DEMOCRAZY.ID – Pengamat politik, Rocky Gerung belakangan ini menjadi perhatian publik.
Bukan karena sosoknya yang dikenal kritis terhadap pemerintah, tapi karena sikapnya yang dinilai berubah dan lebih banyak membela rezim.
Sikap publik terhadap Rocky Gerung cukup beralasan mengingat akademisi itu selama ini dikenal sangat kritis terhadap pemerintah, terutama di era Presiden Joko Widodo.
Tidak terima dicap berubah sikap, Rocky Gerung menegaskan bahwa pihaknya selalu membela konstitusi secara benar.
“Bela-bela kooperasi, bela-bela MBG. Lalu saya bilang, itu perintah konstitusi. Tapi kenapa dibela? Lah konstitusi bilang begitu, dibela. Itu kan buat keadilan sosial,” tandas Rocky Gerung, dikutip dari video yang berada di media sosial X, @RA_leather.
Meski membela program Makan Bergizi Gratis (MBG) dan Koperasi Desa Merah Putih (KDMP), Rocky Gerung menegaskan bahwa sikap tersebut bukan berarti dirinya memihak kepada pemerintah.
Dia memastikan bahwa sikapnya membela program MBG dan KDMP semata karena alasan konstitusi.
“Enggak, saya memihak pada konstitusi,” tandas Rocky Gerung.

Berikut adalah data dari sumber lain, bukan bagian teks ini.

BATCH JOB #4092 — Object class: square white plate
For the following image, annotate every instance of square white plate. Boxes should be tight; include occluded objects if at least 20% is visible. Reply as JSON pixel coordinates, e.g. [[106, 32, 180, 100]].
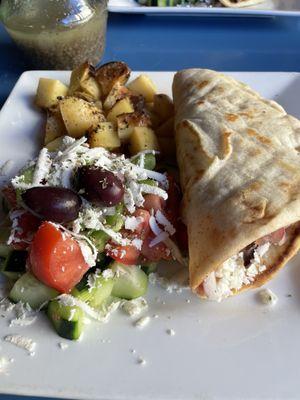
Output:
[[0, 71, 300, 400], [108, 0, 300, 17]]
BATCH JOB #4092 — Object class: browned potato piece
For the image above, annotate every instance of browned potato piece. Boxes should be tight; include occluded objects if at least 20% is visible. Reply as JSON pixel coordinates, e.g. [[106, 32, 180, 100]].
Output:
[[153, 94, 174, 122], [103, 83, 130, 110], [45, 136, 64, 151], [35, 78, 68, 108], [95, 61, 131, 97], [89, 122, 121, 150], [44, 109, 67, 145], [127, 74, 157, 103], [129, 126, 159, 155], [107, 97, 134, 125], [157, 137, 176, 162], [155, 117, 174, 137], [117, 111, 151, 143], [59, 96, 105, 138], [68, 62, 101, 101]]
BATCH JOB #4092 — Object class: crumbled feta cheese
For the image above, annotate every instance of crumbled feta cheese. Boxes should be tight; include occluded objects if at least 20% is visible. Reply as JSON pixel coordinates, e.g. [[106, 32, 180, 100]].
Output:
[[125, 217, 143, 232], [122, 297, 148, 317], [166, 329, 176, 336], [137, 357, 147, 365], [0, 356, 14, 375], [155, 210, 176, 236], [258, 289, 278, 306], [4, 335, 36, 355], [135, 315, 150, 328]]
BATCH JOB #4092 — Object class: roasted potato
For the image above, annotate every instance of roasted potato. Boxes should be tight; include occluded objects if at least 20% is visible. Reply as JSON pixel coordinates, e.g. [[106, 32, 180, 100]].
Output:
[[155, 117, 175, 137], [127, 75, 157, 103], [59, 96, 105, 138], [68, 62, 101, 101], [89, 122, 121, 150], [44, 108, 67, 145], [153, 94, 174, 122], [95, 61, 131, 97], [35, 78, 68, 109], [103, 83, 130, 110], [117, 111, 151, 143], [129, 126, 159, 155], [107, 97, 134, 125]]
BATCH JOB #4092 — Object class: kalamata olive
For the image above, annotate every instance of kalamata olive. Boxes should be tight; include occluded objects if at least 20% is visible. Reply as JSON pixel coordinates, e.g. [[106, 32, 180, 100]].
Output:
[[22, 186, 82, 223], [77, 166, 124, 206]]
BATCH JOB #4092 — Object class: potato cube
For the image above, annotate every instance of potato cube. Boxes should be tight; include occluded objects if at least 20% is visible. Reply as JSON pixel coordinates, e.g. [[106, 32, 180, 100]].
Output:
[[153, 94, 174, 122], [117, 112, 151, 142], [107, 97, 134, 124], [89, 122, 121, 150], [155, 117, 175, 137], [129, 126, 159, 155], [127, 74, 157, 102], [44, 110, 67, 145], [59, 97, 105, 138], [45, 136, 64, 151], [35, 78, 68, 108], [103, 83, 130, 110]]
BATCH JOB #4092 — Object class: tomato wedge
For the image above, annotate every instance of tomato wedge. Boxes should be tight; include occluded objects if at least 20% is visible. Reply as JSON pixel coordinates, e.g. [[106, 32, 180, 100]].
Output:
[[107, 245, 140, 265], [143, 194, 165, 211], [29, 222, 89, 293], [11, 210, 41, 250], [133, 208, 150, 239]]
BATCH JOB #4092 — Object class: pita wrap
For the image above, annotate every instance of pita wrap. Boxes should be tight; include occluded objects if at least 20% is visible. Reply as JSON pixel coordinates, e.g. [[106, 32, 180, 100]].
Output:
[[173, 69, 300, 300], [219, 0, 264, 8]]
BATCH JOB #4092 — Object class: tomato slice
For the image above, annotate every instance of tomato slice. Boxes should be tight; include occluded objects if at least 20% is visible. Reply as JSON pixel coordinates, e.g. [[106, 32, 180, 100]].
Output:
[[133, 208, 150, 239], [107, 245, 140, 265], [141, 234, 172, 261], [11, 210, 41, 250], [29, 222, 89, 293], [143, 194, 165, 211]]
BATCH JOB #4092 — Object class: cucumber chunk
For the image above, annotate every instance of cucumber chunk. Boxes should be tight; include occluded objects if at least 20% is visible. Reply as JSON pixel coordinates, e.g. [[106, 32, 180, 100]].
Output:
[[47, 300, 84, 340], [8, 272, 59, 309], [71, 271, 114, 308], [88, 231, 109, 253], [131, 153, 156, 170], [0, 245, 28, 280], [110, 262, 148, 300]]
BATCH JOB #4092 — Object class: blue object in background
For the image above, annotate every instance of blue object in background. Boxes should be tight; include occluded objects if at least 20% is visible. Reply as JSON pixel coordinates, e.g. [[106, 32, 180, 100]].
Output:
[[0, 9, 300, 400], [0, 14, 300, 106]]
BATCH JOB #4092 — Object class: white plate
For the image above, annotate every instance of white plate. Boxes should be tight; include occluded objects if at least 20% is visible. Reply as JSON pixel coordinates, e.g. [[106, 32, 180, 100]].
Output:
[[0, 71, 300, 400], [108, 0, 300, 17]]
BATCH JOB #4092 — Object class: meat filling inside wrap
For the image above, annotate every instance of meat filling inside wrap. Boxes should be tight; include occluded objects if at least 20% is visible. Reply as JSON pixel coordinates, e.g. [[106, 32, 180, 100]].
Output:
[[197, 228, 289, 301]]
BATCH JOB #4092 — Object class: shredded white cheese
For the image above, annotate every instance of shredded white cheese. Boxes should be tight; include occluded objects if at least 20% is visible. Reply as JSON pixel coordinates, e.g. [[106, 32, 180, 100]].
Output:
[[4, 335, 36, 356], [135, 315, 150, 328], [122, 297, 148, 317]]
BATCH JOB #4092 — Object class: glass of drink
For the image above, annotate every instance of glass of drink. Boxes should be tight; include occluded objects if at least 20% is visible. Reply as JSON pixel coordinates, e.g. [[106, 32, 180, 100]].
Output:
[[0, 0, 107, 70]]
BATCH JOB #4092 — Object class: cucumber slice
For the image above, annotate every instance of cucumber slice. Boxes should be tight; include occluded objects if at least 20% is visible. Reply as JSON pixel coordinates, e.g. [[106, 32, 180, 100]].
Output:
[[0, 245, 28, 280], [71, 272, 114, 308], [142, 263, 157, 275], [88, 231, 109, 253], [131, 153, 157, 170], [8, 272, 59, 309], [110, 262, 148, 300], [47, 300, 84, 340]]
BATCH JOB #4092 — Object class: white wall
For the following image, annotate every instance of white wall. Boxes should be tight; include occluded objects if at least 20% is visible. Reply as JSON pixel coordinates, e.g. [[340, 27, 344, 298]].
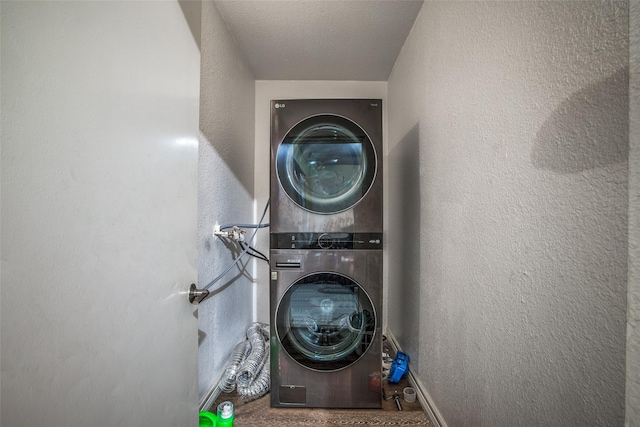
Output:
[[625, 0, 640, 427], [0, 1, 200, 427], [387, 2, 629, 427], [198, 2, 255, 397], [255, 80, 387, 323]]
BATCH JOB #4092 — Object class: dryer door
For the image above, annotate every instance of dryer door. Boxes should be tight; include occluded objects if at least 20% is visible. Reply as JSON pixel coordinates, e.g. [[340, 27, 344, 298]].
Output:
[[276, 272, 376, 371], [276, 114, 377, 214]]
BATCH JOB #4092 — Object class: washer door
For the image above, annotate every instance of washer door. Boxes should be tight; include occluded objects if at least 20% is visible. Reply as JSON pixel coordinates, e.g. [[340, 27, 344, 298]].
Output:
[[276, 114, 377, 214], [276, 272, 376, 371]]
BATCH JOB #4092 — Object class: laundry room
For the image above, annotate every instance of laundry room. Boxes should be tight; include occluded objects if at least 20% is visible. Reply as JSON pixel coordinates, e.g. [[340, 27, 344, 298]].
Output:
[[199, 2, 629, 425]]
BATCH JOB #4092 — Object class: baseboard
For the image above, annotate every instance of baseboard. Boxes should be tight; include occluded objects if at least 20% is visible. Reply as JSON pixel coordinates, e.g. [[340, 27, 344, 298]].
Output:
[[385, 329, 448, 427], [198, 380, 222, 412]]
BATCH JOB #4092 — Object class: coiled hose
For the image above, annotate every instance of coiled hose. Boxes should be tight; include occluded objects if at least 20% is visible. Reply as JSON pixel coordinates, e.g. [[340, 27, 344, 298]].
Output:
[[220, 323, 271, 402], [220, 341, 251, 393]]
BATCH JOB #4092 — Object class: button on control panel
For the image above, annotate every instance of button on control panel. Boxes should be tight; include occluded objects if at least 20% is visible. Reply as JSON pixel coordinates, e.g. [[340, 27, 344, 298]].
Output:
[[270, 233, 382, 250]]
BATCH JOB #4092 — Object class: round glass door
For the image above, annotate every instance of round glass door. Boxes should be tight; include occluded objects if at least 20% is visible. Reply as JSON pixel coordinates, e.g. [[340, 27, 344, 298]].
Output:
[[276, 115, 376, 214], [276, 273, 376, 371]]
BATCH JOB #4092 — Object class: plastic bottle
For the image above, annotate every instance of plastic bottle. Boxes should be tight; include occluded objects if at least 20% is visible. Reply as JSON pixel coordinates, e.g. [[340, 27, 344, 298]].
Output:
[[216, 401, 235, 427], [200, 411, 218, 427]]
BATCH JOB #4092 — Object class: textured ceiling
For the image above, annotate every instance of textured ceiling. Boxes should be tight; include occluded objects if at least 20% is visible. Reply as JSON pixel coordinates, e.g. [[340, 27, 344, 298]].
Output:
[[215, 0, 422, 81]]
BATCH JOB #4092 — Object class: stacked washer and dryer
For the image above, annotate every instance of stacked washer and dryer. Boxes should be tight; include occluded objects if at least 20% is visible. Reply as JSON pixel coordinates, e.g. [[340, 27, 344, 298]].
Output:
[[269, 99, 382, 408]]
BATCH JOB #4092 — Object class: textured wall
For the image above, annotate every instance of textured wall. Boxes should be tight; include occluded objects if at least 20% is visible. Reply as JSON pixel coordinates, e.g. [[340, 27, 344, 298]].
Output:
[[255, 80, 387, 323], [625, 0, 640, 427], [387, 2, 629, 427], [198, 2, 255, 397], [0, 1, 200, 427]]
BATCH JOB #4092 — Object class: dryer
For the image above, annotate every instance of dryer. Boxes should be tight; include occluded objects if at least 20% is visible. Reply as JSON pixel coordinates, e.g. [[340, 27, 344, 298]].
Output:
[[270, 241, 382, 408], [269, 99, 382, 233]]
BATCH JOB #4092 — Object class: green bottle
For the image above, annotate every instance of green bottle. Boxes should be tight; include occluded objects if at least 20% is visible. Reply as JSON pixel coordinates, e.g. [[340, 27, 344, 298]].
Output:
[[217, 401, 234, 427]]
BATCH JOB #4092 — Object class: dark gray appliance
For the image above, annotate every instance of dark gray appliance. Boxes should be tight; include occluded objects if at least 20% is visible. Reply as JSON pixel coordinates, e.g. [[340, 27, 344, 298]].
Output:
[[269, 99, 382, 408], [270, 241, 382, 408], [269, 99, 382, 233]]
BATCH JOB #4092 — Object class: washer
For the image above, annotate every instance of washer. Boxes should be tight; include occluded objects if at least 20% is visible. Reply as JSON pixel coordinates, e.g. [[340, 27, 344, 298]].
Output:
[[269, 99, 382, 233], [270, 241, 382, 408]]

Rocky Gerung lantas menyebut, orang yang selama ini menyoroti program MBG sebagai orang yang tidak memahami antara konsep dan pelaksanaan.
“Orang yang begitu tidak paham bedakan antara konsep dan pelaksanaan. Jadi, dia sendiri tidak mengerti. Lain kalau dia bilang, ‘itu benar tapi itu sarang korupsi’. Nah Lo Betul,” tandas Rocky Gerung.
Rocky Gerung kemudian menyoroti pihak-pihak yang tidak mampu menemukan duduk perkara pada masalah yang disorotinya.
Yang berbahaya kata dia, munculnya tokoh-tokoh yang justru menunggangi gelombang pasang kebodohan.
“Yang bahayanya, tokoh-tokoh yang mulai muncul. Mereka riding the tidal wave of stupidity,” tandas Rocky Gerung.
👇👇
Pernyataan Rocky pun memicu perdebatan. Dulu lantang mengkritik Jokowi, kok sekarang Rocky Gerung terlihat lembek ke Prabowo? 👀#mbg #prabowo pic.twitter.com/MczKv7oKvO
— One News (@officialonenews) September 11, 2026
Sebagaimana diketahui, program MBG yang menjadi salah satu program prioritas pemerintahan Presiden Prabowo Subianto, banyak disorot masyarakat karena terjadinya kasus keracunan massal di sejumlah wilayah.
Bahkan sejak program tersebut berjalan, keracunan massal yang terjadi pada siswa di Indonesia sudah mencapai puluhan ribu orang.
Salah satu kasus keracunan yang paling menyita perhatian masyarakat adalah kejadian yang dialami siswi Febiola Purba di Kecamatan Berastagi, Kabupaten Karo, Sumatera Utara.
Siswi berprestasi dan kerap jadi juara kelas yang mengalami keracunan MBG pada Agustus lalu itu, hingga kini belum pulih.
Kondisinya bahkan memburuk karena mengalami kehilangan ingatan hingga 70 persen.
Sementara dukungan pemerintah terhadap korban MBG tersebut juga kurang memadai, terutama terkait biaya yang dibutuhkan orang tua Febiola dalam proses pemulihan atau perawatan anaknya itu.